Mast v. State, 50A03-0310-CR-422.

Citation809 N.E.2d 415
Decision Date01 June 2004
Docket NumberNo. 50A03-0310-CR-422.,50A03-0310-CR-422.
PartiesPaul M. MAST, Appellant-Defendant, v. STATE of Indiana, Appellee-Plaintiff.
CourtCourt of Appeals of Indiana

John S. Hosinski, South Bend, IN, Attorney for Appellant.

Steve Carter, Attorney General of Indiana, Cynthia L. Ploughe, Deputy Attorney General, Indianapolis, IN, Attorneys for Appellee.

OPINION

BAKER, Judge.

Appellant-defendant Paul M. Mast brings this interlocutory appeal challenging the trial court's denial of his motion to suppress.
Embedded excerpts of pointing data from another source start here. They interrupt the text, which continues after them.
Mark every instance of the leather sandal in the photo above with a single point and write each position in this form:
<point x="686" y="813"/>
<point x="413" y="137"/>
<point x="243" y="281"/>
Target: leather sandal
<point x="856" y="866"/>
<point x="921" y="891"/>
Specifically, Mast argues that the police conducted an improper warrantless search of a dumpster containing garbage that had been located on his property, that the State improperly solicited and utilized the assistance of a private agent to effect the search, and that the probable cause affidavit for a search warrant that was ultimately issued was "deficient in its requirement for particularization of elements as to specific individuals or specific properties." Appellant's Br. p. 2. Concluding that the trial court properly denied Mast's motion to suppress, we affirm.

FACTS

Sometime in May, 2002, Officer Les McFarland of the Marshall County Sheriff's Department had been working with a multi-city drug task force. At some point, Officer McFarland learned that the Mast brothers—who lived at the adjoining properties of 9415 and 9625 Elm Road near Bourbon in Marshall County, Indiana—were involved in illegal drug activities. Paul Mast lived at the 9625 residence while his brother, Lamar, resided at the 9415 property. Officer McFarland and Officer Bridget Strong drove to the properties and observed a commercial dumpster owned by Key Waste Services (Key Waste) situated at or near the property line that divided the two properties. The dumpster was located approximately fifteen to twenty feet from the road.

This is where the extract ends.